Durant l'entre-deux-guerres, la priorité du gouvernement hongrois fut la révision du traité de Trianon signé en 1920. La Hongrie perdit les deux tiers de son territoire ; d'importantes populations de langue hongroise vivaient donc hors des nouvelles frontières. Le gouvernement hongrois n'accepta pas de participer à une communauté d'Europe centrale, car cela aurait signifié la confirmation de facto des frontières imposées par le traité de Trianon.

Après la Première Guerre mondiale, l'Autriche était divisée sur la question de l'annexion de l'Autriche par l'Allemagne. Le gouvernement autrichien luttait contre l' Anschluss et trouvait donc séduisantes les idées d'Elemér Hantos, qui prônait une communauté d'Europe centrale sans la participation de l'Allemagne.
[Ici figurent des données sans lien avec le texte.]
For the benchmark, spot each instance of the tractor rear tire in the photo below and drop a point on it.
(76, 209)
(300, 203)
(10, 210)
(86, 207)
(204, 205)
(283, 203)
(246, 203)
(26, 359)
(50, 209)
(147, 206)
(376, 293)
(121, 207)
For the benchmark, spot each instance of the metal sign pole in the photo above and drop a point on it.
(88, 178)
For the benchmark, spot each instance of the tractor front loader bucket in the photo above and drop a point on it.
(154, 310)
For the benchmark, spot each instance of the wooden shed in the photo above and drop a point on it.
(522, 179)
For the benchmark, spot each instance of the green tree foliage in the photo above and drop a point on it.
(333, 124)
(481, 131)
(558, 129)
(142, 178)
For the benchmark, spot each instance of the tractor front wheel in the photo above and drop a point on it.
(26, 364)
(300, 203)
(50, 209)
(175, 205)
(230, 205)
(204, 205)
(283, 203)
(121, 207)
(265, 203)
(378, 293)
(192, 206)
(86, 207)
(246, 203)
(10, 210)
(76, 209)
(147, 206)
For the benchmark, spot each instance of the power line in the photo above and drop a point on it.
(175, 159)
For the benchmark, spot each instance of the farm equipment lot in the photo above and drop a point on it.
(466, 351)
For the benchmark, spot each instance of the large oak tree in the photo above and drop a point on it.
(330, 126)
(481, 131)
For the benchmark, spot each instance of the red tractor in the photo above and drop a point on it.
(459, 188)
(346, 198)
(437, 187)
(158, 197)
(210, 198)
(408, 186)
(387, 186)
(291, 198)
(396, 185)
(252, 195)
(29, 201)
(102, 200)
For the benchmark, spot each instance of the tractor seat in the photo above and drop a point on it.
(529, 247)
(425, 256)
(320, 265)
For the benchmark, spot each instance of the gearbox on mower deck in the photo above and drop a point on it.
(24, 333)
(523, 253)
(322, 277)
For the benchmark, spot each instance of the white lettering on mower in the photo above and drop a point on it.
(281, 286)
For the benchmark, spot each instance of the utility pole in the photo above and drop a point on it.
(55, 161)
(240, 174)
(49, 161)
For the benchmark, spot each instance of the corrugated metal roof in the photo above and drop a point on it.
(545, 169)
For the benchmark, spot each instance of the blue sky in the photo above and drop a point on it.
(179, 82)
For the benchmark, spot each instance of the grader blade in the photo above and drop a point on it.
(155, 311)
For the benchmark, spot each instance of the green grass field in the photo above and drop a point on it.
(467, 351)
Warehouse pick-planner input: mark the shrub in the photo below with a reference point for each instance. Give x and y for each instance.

Mais le gouvernement autrichien ne put empêcher la prise de pouvoir par l'Allemagne nazie en 1938.

La Tchécoslovaquie, la Yougoslavie et la Roumanie formèrent la Petite Entente en 1920. Cette alliance politique, militaire et plus tard économique fut formée pour protéger leur indépendance nouvellement acquise. Les gouvernements de la Petite Entente restèrent donc sceptiques à l'égard du projet d'intégration centre-européenne d'Elemér Hantos, car ils craignaient qu'il ne s'agisse d'un plan caché visant à restaurer l'ordre politique d'avant-guerre de la monarchie austro-hongroise, ce qui aurait mis en péril leur indépendance.
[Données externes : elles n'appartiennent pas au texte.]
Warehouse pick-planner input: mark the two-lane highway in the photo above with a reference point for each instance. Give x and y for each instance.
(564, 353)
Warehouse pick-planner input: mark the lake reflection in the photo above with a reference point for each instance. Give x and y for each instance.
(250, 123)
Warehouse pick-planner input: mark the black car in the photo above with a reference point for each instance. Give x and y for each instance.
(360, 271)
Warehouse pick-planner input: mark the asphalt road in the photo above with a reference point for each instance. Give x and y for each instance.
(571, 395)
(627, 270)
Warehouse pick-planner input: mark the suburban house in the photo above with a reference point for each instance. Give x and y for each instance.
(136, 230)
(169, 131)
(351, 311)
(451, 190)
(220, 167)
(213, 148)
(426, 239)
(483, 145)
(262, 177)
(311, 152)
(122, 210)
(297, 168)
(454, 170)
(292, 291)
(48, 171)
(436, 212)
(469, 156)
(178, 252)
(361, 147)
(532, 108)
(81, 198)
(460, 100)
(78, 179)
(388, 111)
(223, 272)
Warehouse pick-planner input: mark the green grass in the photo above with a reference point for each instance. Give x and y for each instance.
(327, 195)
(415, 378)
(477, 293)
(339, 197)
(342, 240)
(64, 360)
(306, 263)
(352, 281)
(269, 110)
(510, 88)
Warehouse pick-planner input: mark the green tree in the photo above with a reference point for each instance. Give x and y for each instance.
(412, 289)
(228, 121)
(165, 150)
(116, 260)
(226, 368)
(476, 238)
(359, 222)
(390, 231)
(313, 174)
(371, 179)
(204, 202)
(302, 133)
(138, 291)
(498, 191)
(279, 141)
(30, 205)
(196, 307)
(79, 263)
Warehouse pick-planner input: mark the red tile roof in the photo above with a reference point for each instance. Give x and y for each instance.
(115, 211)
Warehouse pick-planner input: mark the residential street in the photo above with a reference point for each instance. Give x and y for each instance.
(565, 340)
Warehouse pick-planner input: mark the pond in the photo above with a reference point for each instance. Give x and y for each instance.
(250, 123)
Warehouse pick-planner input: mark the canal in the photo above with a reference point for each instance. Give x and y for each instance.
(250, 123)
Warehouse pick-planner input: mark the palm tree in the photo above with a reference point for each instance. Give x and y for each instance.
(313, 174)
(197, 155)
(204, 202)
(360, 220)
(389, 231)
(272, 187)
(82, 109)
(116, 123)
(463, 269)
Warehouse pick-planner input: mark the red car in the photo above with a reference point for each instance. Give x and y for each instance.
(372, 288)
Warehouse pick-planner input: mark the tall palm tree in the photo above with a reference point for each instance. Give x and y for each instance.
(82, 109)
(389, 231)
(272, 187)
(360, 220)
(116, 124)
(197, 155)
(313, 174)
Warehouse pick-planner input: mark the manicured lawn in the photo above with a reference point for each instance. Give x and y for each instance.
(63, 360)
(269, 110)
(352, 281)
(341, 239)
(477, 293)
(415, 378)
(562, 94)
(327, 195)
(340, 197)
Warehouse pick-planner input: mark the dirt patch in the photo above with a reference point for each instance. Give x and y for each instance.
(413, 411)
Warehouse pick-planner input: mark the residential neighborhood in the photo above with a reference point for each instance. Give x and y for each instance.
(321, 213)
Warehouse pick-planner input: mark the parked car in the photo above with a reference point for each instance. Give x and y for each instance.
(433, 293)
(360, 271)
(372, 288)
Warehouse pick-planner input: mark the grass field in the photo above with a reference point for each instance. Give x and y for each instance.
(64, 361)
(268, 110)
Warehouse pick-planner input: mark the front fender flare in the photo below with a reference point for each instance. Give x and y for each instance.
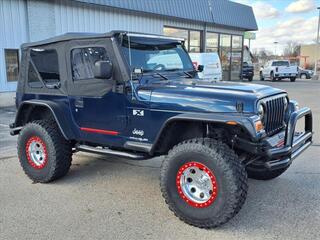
(242, 120)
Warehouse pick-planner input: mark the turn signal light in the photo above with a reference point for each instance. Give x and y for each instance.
(258, 126)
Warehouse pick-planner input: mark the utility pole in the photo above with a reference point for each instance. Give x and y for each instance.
(317, 46)
(275, 48)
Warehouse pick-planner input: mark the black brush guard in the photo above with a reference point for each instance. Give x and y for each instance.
(294, 145)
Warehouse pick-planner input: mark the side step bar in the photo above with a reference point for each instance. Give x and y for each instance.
(110, 152)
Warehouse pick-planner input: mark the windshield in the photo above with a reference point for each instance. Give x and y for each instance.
(153, 55)
(281, 64)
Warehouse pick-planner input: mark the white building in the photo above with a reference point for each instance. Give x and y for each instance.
(207, 25)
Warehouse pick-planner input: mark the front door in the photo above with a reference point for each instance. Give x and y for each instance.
(98, 110)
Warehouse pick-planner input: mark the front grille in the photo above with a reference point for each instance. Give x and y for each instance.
(274, 119)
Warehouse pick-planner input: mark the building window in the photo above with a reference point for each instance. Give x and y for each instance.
(44, 65)
(12, 64)
(236, 57)
(192, 37)
(225, 55)
(83, 60)
(212, 43)
(195, 41)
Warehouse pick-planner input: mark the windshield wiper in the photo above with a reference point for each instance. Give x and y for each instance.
(159, 74)
(180, 70)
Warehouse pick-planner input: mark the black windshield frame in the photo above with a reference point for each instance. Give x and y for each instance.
(140, 47)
Et quelle a été la réaction à sa proposition d’intégration centre-européenne en dehors des pays d’Europe centrale, par exemple en Allemagne et en France?

Pendant l'entre-deux-guerres, Elemér Hantos était considéré comme un ennemi par le gouvernement allemand, car il voulait exclure l'Allemagne de la Communauté économique d'Europe centrale et parce qu'il était opposé à l'annexion de l'Autriche par l'Allemagne. Plus tard, le gouvernement de l'Allemagne nazie a activement tenté de faire taire Hantos en raison de son opposition à la fusion entre l'Allemagne et l'Autriche. Peu avant l' Anschluss , Hantos n'a plus été autorisé à publier en Allemagne.
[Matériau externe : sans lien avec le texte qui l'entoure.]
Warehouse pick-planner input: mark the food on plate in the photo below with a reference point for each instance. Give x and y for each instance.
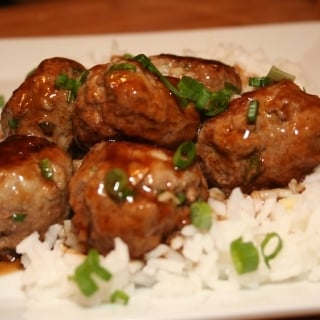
(151, 202)
(211, 73)
(123, 100)
(280, 142)
(180, 176)
(34, 175)
(43, 104)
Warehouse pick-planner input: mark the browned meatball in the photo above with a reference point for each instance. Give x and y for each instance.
(283, 143)
(213, 74)
(34, 177)
(150, 205)
(117, 103)
(40, 106)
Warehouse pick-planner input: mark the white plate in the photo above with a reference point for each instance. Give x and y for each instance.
(299, 43)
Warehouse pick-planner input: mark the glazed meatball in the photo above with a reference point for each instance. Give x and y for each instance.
(43, 104)
(151, 204)
(212, 74)
(34, 177)
(124, 101)
(282, 143)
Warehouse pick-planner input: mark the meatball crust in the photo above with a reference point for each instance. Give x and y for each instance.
(283, 143)
(152, 212)
(30, 199)
(211, 73)
(39, 107)
(130, 103)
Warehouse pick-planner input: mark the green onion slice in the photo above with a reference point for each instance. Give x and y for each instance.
(252, 111)
(277, 74)
(123, 66)
(116, 183)
(83, 273)
(269, 237)
(46, 169)
(184, 155)
(148, 65)
(245, 256)
(119, 296)
(201, 215)
(18, 217)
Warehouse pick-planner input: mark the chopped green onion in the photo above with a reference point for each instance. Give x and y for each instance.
(181, 198)
(18, 217)
(252, 111)
(254, 168)
(190, 90)
(184, 155)
(274, 75)
(2, 101)
(123, 66)
(83, 273)
(119, 296)
(127, 56)
(46, 169)
(13, 123)
(116, 183)
(269, 237)
(72, 85)
(277, 74)
(201, 215)
(245, 256)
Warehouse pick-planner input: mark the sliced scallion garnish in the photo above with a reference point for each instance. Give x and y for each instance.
(46, 169)
(274, 75)
(13, 123)
(72, 85)
(259, 82)
(2, 101)
(184, 155)
(201, 215)
(273, 236)
(148, 65)
(245, 256)
(83, 273)
(277, 74)
(18, 217)
(116, 183)
(122, 66)
(252, 111)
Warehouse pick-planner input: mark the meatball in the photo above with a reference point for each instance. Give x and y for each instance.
(211, 73)
(281, 144)
(151, 204)
(124, 101)
(34, 177)
(43, 104)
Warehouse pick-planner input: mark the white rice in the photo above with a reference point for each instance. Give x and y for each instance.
(195, 261)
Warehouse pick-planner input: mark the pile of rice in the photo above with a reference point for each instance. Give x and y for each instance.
(194, 261)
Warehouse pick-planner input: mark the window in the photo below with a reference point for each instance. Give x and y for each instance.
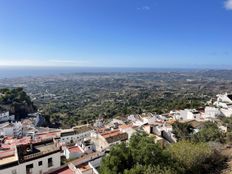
(40, 163)
(50, 163)
(29, 168)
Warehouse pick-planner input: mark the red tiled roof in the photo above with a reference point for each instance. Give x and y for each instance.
(74, 149)
(65, 170)
(124, 126)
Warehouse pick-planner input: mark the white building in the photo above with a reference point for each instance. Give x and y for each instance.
(31, 159)
(211, 112)
(76, 134)
(73, 152)
(5, 116)
(11, 129)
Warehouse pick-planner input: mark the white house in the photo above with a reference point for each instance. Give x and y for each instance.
(76, 134)
(11, 129)
(5, 116)
(211, 112)
(31, 159)
(73, 152)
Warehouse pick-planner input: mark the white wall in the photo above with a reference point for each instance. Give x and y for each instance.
(21, 168)
(75, 137)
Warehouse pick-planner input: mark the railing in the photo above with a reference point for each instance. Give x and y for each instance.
(27, 157)
(7, 153)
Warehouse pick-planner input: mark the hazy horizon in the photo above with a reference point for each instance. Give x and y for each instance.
(133, 33)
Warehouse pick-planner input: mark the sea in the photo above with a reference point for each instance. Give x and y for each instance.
(14, 72)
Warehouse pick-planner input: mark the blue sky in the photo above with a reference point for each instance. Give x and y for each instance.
(116, 33)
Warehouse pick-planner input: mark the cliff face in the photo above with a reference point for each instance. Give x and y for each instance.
(17, 102)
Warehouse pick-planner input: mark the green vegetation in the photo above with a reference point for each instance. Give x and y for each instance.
(182, 131)
(209, 132)
(143, 156)
(16, 101)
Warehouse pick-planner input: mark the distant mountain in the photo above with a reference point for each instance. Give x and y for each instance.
(17, 102)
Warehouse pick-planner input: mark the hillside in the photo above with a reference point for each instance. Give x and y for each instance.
(17, 102)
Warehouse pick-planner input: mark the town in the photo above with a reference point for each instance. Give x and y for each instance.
(27, 148)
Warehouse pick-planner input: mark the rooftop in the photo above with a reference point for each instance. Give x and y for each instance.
(75, 149)
(115, 135)
(35, 150)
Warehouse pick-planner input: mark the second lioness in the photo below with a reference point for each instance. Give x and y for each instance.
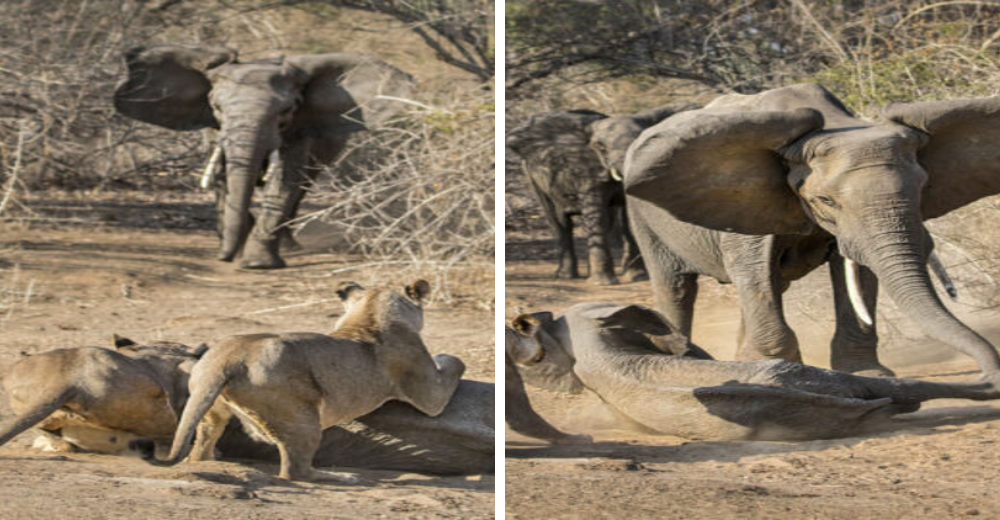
(286, 388)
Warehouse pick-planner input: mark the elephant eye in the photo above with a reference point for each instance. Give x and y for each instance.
(826, 201)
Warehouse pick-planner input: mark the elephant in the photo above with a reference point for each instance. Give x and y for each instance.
(460, 441)
(758, 190)
(288, 116)
(572, 160)
(610, 350)
(521, 348)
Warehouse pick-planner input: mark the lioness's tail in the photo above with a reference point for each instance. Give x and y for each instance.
(205, 389)
(16, 425)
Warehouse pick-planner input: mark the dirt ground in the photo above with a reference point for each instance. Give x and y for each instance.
(83, 267)
(940, 462)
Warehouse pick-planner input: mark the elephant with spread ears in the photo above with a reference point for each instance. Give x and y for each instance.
(758, 190)
(288, 116)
Pour éviter une augmentation de l'influence de l'Allemagne en Europe centrale et surtout pour contrer le rapprochement entre l'Allemagne et l'Autriche, le gouvernement français s'intéressa de plus en plus aux idées d'Elemér Hantos. En 1932, le Premier ministre français André Tardieu utilisa les idées d'Hantos et proposa son plan danubien, sans la participation de l'Allemagne, communément appelé plan Tardieu, qui échoua en raison de l'hostilité de l'Allemagne, de l'Italie et de l'Autriche.

Qu’en est-il de l’approche régionale de Hantos à l’égard de l’intégration européenne?

L'unification économique de l'Europe centrale n'était que la première étape d'un projet plus vaste d'intégration européenne. Elemér Hantos reliait son idée d'une communauté d'Europe centrale au projet paneuropéen de Richard Coudenhove-Kalergi. Selon Hantos, la paneuropéenne devait se développer progressivement à travers des groupes régionaux dont les pays membres avaient décidé de s'unifier en raison de leurs intérêts économiques et culturels communs.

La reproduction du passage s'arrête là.